Four accuracy metrics for the performance of different subset selection techniques for \(\rho =0\)

Fig. 4
figure 4

Four accuracy metrics for the performance of different subset selection techniques for \(\rho =0.35\)

In Fig. 5, we report results relating RTE to s. RTE is affected most by a change in the number of nonzeros in the model. Similar to the results of Hastie et al., models generated have a critical transition value at which point the RTE of BSE and FSS decreases below that of the lasso. The performance of the lasso is worse than all of the other methods above the critical transition value, while that of the relaxed lasso is similar to that of the stepwise methods. Unlike in the \(s=5\) case, in all of the results, the relaxed lasso outperforms BSE for SNR less than the critical transition value. The most notable result from this study is that, in certain cases above the critical transition value, BSE and FSS outperform the relaxed lasso. For \(s=30\), BSE outperforms FSS and the relaxed lasso for SNR\(=1.22\). We also investigated whether the RTE converges for all methods if the SNR value is increased beyond six. At larger SNR values approaching 20, BSE still outperforms FSS and the relaxed lasso. From this comparison, it appears that, in the case of low correlation in the input data and regardless of how large the underlying model is, BSE is competitive with other methods at any SNR. The relaxed lasso and FSS also generate accurate models for problems of this size.

Fig. 5
figure 5

Four accuracy metrics for the performance of different subset selection techniques when the number of nonzero coefficients in the real model changes for problems with \(\rho =0\)

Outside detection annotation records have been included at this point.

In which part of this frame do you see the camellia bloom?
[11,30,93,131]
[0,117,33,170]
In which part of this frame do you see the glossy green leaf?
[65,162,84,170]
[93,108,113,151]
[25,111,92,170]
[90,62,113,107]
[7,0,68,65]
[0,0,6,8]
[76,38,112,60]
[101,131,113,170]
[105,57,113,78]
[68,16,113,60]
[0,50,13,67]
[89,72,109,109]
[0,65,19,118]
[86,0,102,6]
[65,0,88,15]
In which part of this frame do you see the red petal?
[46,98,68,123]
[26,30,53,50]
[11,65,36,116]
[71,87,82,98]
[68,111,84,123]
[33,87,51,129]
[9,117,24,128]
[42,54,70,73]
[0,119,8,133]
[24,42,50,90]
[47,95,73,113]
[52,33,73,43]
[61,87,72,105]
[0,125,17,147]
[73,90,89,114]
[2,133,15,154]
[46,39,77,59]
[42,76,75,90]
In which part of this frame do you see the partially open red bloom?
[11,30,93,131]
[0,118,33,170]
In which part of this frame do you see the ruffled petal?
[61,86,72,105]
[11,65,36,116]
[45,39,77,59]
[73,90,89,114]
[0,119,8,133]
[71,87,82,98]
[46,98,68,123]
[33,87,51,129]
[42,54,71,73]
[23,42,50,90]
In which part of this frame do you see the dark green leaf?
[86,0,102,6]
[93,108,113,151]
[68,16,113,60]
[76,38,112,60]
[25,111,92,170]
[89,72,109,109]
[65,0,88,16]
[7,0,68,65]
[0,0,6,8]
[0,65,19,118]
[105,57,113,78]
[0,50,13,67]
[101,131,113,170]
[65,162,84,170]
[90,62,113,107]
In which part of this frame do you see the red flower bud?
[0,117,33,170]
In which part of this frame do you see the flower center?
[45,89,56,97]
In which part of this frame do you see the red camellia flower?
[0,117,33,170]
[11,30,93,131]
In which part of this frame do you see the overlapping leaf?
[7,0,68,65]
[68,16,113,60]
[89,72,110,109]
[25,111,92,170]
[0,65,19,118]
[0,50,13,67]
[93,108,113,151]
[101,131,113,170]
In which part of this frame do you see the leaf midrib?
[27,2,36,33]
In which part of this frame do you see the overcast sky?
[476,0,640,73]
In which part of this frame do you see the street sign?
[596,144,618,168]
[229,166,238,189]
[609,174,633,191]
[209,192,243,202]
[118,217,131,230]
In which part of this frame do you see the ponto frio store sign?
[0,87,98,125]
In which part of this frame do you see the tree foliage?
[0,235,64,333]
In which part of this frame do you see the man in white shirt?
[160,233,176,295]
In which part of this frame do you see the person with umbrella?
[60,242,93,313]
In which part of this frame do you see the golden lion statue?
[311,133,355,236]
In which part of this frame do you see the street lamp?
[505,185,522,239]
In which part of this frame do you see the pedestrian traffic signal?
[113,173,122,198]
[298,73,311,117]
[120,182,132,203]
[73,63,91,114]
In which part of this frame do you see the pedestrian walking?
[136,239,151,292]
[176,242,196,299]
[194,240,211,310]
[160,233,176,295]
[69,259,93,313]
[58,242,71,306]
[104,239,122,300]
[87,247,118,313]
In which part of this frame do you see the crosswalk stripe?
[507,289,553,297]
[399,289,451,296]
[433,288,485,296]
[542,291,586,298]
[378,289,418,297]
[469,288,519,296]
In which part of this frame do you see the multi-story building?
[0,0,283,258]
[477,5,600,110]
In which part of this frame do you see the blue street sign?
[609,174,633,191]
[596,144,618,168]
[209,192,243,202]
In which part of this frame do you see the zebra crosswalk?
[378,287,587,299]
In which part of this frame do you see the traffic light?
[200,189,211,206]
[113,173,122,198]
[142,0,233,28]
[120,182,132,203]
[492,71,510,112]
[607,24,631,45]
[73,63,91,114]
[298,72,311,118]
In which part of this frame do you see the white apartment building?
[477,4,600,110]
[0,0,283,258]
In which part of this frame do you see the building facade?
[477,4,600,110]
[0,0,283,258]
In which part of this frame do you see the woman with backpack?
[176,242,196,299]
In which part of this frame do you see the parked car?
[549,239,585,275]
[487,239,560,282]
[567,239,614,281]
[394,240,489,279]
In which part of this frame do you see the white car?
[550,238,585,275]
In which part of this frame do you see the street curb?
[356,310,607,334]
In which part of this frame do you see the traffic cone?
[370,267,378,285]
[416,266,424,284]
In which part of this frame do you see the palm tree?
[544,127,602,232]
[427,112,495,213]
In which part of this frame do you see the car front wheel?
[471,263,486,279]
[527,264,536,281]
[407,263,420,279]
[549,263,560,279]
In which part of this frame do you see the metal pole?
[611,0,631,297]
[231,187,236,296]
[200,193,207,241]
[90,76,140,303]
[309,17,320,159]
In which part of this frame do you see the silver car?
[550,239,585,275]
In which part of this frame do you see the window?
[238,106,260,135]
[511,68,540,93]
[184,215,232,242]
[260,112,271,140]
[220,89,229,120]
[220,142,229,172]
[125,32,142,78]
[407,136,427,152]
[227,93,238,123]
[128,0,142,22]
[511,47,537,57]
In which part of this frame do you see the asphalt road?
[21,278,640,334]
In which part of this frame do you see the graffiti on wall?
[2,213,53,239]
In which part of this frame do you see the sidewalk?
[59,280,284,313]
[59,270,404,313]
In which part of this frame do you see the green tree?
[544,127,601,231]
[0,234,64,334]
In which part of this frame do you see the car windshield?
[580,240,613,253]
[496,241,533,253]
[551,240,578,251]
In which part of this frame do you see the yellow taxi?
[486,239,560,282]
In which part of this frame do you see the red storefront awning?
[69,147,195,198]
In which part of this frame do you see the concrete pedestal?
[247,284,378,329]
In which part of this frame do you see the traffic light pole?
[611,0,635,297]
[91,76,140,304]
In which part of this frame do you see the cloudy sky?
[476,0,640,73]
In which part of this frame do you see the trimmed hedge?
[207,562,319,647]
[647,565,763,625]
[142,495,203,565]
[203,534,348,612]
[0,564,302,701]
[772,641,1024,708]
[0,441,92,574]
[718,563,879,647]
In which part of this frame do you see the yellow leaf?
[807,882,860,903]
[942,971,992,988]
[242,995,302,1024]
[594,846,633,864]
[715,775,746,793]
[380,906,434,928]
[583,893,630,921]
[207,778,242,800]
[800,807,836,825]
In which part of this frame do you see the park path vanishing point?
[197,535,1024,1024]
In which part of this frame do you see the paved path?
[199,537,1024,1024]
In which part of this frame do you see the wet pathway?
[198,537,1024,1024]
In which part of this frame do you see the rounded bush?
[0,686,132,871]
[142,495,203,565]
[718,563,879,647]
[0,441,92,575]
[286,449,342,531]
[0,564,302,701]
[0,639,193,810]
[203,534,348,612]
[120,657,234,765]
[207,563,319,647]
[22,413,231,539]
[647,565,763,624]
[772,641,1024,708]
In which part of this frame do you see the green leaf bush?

Depending on the problem structure, different subset selection strategies are optimal. We expected that BSE would outperform forward selection when the number of terms in the true model approaches n as suggested by the proposed approximation guarantee in Section “Algorithmic Analysis of BSE”. This trend was observed for \(\rho =0\). Overall, the best technique to use depends on the underlying data. For certain classes of problems, especially those that are uncorrelated, BSE produces an accurate and sparse model.

Conclusions

We investigated using backward stepwise elimination to solve the subset selection problem. Our main theoretical result is the proof of the existence of a bound on the accuracy of a solution selected by backward stepwise elimination related to how close the function is to being supermodular. Using the concept of the supermodularity ratio, we obtained an approximation guarantee for backward stepwise elimination. Our computational results demonstrate that the performance of backward stepwise elimination is dependent on the difference between n and k, and more unexpectedly, the supermodularity ratio. We developed a GPU parallel batched BSE algorithm. This algorithm reduces the execution time of solving the subset selection problem for matrices with 1000 rows and 600 columns by a factor of 5x.

We demonstrated that BSE performs as well as other state-of-the-art subset selection strategies that are commonly employed in practice. For certain problems at SNR below 0.5, BSE generated sparser models and achieved a lower relative test error than forward selection and the lasso. Results demonstrated that BSE also achieved a lower relative test error than the relaxed lasso, the lasso, or forward stepwise selection for problems with no correlation and for signal to noise ratios above zero.

Our primary conclusion is that BSE is a technique that should be considered by practitioners who want to develop sparse and accurate models.